要するに口だけだったはずが、そういういじめはだんだんエスカレートして行き、いつの間にか周りの友達まで巻き込まれて行った。
要するに言う事聞かないとお前の友人をターゲットにするぜ、とまで脅してきたのだ。
最初は黙って見ていたのだが、友人が廊下で突き飛ばされ、終いには弱そうな友人数名が倉庫の裏に呼び出され襲われそうになる、それを知ってついに花梨の堪忍袋の緒が切れた。
いじめていた数人、男も含めて制裁してやったのが原因で言葉使いまでヤンキー化するに至った。
いじめが発生すると、いつの間にか花梨は、現場まで出張って行きボコるの繰り返し。
その頃すでに空手は初段になっており、学校の先輩も含め高校生でかなうやつなどいなかった。
だが受験を境におとなしくしなければ内申書にも響いてくる、まあそれは他の生徒も同じなのだが。
ここ数か月はそういう事も無かったので安心していた、それなのに田舎からわざわざ東京に出てきてまでいじめを始めるとは思わなかった。

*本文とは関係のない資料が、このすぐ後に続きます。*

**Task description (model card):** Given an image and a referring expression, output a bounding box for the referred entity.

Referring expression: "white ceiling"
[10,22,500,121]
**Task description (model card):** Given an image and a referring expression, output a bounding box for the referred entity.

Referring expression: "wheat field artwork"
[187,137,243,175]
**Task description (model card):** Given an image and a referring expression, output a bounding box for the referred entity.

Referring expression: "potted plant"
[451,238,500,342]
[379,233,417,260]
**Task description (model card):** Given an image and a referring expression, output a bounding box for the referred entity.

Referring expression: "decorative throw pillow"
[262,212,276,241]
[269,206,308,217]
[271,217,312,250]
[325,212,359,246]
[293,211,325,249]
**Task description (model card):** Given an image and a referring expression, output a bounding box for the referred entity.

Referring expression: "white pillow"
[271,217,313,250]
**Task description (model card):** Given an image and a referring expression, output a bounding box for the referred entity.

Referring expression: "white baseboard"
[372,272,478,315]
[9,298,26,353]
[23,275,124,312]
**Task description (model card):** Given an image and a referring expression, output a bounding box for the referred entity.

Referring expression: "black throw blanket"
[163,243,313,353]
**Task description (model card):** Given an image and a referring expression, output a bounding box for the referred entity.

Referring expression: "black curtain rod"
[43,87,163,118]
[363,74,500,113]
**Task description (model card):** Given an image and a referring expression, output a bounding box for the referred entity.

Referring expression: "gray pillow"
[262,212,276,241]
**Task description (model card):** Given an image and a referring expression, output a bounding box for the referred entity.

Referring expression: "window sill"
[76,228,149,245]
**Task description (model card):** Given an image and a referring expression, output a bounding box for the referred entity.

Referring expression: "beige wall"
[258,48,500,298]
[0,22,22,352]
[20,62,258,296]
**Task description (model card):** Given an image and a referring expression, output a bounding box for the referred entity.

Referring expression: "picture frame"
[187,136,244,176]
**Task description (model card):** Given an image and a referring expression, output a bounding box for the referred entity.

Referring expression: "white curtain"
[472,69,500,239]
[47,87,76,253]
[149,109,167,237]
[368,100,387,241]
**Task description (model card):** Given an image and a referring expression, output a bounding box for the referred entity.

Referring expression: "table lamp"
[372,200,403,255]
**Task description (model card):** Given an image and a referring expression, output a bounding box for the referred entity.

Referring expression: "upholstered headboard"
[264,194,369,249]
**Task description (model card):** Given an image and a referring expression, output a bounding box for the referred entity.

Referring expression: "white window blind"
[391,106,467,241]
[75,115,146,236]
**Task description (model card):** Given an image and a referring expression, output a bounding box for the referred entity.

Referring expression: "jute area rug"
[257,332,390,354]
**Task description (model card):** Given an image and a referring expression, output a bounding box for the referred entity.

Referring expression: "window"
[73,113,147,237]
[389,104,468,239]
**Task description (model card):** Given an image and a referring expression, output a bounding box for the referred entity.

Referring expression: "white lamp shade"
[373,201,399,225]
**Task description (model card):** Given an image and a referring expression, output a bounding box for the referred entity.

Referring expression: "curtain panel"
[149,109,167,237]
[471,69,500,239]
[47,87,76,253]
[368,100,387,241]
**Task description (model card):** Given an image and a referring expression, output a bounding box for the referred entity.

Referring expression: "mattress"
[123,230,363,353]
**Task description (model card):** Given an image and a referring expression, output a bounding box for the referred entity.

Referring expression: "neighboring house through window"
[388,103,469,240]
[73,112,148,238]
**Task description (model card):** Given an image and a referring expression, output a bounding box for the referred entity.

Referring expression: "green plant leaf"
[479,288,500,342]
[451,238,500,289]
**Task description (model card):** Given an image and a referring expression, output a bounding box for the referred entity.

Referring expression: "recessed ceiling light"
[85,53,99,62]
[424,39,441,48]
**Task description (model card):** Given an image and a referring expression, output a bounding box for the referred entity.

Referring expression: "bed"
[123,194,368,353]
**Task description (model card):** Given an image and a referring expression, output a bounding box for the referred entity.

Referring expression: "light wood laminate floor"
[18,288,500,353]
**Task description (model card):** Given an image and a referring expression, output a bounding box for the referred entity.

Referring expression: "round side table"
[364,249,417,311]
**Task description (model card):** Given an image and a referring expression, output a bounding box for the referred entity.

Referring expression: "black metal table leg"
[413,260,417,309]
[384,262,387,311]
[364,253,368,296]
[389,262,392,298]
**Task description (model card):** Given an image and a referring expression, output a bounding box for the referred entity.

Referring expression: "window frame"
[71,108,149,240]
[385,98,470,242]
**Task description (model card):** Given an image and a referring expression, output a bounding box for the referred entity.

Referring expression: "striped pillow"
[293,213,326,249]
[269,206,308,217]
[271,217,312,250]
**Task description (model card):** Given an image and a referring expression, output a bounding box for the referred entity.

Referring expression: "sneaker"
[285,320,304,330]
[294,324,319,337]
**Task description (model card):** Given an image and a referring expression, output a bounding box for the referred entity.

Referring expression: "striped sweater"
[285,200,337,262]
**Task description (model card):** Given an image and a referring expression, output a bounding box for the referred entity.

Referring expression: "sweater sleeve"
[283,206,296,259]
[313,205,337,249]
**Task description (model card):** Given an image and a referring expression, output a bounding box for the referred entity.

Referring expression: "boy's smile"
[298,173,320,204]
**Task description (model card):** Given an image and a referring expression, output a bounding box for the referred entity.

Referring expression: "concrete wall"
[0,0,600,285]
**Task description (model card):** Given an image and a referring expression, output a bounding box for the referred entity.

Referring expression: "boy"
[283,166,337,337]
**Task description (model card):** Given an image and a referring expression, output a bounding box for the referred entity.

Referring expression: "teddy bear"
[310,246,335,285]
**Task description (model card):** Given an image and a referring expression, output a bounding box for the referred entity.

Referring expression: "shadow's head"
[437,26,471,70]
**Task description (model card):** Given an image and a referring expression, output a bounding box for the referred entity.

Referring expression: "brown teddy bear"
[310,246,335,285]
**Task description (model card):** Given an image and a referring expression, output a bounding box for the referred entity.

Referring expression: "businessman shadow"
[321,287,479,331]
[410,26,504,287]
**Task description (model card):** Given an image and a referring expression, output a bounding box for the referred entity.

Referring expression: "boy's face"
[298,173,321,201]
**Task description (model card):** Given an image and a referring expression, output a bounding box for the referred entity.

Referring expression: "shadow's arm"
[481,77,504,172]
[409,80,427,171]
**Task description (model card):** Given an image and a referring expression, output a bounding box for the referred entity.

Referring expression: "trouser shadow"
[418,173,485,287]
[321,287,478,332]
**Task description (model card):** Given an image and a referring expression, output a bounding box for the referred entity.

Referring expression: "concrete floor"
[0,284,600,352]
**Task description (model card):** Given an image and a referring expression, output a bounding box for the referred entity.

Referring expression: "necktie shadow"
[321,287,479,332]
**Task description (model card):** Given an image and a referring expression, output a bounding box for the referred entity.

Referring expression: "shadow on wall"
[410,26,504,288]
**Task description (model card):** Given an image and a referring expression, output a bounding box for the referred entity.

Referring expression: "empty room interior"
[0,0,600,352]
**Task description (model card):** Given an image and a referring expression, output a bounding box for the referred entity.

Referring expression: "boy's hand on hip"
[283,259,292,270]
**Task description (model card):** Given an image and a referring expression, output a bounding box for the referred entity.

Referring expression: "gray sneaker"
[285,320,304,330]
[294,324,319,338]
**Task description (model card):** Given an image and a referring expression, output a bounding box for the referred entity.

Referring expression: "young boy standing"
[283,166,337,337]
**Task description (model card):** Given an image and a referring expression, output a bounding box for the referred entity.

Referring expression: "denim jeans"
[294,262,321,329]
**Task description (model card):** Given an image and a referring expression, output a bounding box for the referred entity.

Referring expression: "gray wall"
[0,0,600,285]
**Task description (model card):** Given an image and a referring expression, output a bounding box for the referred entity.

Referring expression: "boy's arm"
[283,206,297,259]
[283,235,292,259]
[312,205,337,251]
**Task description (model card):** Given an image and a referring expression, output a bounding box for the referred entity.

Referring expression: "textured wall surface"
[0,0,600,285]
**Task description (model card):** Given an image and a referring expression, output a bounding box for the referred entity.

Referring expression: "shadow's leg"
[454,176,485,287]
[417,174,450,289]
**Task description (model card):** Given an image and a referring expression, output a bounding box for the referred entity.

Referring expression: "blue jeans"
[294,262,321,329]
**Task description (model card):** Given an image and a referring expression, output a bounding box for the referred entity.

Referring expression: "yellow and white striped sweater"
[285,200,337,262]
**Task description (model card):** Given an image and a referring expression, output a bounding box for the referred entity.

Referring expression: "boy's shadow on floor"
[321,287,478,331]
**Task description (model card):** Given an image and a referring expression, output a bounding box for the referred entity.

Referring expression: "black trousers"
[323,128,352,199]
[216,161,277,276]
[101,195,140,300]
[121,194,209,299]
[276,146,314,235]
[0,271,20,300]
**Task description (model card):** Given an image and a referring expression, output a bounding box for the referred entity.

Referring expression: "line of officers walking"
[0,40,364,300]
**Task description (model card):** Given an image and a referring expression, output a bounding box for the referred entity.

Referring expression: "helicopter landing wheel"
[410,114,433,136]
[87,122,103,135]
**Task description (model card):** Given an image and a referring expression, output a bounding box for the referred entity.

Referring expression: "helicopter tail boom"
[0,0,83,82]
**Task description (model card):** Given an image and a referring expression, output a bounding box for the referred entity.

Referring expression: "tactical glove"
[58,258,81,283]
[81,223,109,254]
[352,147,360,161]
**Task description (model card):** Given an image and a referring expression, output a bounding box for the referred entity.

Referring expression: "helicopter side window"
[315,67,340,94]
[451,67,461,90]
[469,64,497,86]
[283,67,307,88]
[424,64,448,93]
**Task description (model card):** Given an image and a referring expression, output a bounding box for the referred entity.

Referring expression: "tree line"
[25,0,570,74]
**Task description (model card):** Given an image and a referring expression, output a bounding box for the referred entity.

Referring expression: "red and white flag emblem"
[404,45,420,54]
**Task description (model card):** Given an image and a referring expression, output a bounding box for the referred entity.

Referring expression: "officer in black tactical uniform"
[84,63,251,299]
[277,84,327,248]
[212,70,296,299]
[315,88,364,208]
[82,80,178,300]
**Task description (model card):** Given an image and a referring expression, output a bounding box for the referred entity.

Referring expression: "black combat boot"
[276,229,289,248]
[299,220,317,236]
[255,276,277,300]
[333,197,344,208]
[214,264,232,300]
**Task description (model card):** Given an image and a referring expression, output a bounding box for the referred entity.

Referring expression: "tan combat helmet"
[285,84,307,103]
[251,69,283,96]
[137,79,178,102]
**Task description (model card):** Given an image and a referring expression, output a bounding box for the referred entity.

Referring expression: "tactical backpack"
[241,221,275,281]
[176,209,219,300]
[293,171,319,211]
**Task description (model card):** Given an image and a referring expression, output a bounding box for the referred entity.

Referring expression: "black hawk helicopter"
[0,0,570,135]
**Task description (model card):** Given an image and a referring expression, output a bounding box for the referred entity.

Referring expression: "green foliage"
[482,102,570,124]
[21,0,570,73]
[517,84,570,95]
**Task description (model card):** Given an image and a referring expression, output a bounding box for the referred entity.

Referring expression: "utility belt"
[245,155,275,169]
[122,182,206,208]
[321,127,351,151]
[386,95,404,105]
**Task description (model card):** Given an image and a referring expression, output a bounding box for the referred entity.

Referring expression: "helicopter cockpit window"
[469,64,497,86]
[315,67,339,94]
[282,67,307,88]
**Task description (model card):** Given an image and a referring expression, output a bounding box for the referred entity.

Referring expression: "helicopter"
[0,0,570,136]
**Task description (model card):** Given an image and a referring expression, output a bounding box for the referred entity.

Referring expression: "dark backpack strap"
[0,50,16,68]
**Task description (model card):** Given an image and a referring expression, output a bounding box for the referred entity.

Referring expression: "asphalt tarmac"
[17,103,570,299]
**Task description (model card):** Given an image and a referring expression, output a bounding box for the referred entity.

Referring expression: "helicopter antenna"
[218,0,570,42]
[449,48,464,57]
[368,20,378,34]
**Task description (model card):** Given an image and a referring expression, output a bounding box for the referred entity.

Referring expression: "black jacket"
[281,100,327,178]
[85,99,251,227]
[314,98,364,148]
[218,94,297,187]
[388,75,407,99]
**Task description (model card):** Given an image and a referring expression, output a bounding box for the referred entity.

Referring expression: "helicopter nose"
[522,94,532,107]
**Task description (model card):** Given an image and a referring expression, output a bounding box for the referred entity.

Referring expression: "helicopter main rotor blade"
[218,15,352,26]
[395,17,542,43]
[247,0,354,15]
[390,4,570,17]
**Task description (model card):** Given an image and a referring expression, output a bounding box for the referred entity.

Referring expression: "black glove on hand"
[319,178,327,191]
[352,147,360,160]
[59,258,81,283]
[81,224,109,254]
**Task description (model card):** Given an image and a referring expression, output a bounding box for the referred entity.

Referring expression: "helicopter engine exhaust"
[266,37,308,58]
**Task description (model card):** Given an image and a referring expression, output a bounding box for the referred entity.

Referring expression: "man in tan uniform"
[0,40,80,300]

ちなみにケイちゃんこと、金沢景(かなざわけい)は埼玉の大学に進学している。
物腰の低いほっそりした女の子、身長は2センチほど花梨より高いがその雰囲気や言葉使いが一緒にいると妙に安心するので花梨も目を掛けていた。
ちなみに川上夏生も同じく同級生、花梨とはやはり高校からの友人。
『マジみたいだなこれ…』
『でしょ』
『どうなってんだ?』
『そんなこと私、知らないわよ』
『一応調べてみんよ』
『花梨も気を付けてね』
『大丈夫っしょ』
花梨はこの後すぐに夜食を平らげ、12時前に就寝した。
彼女は夜12時には寝ることにしている、これは健康の為でもあり美容の為でもある。
ある雑誌に書いてあった事を実行しているだけだが、今の所体調に悪いところはない。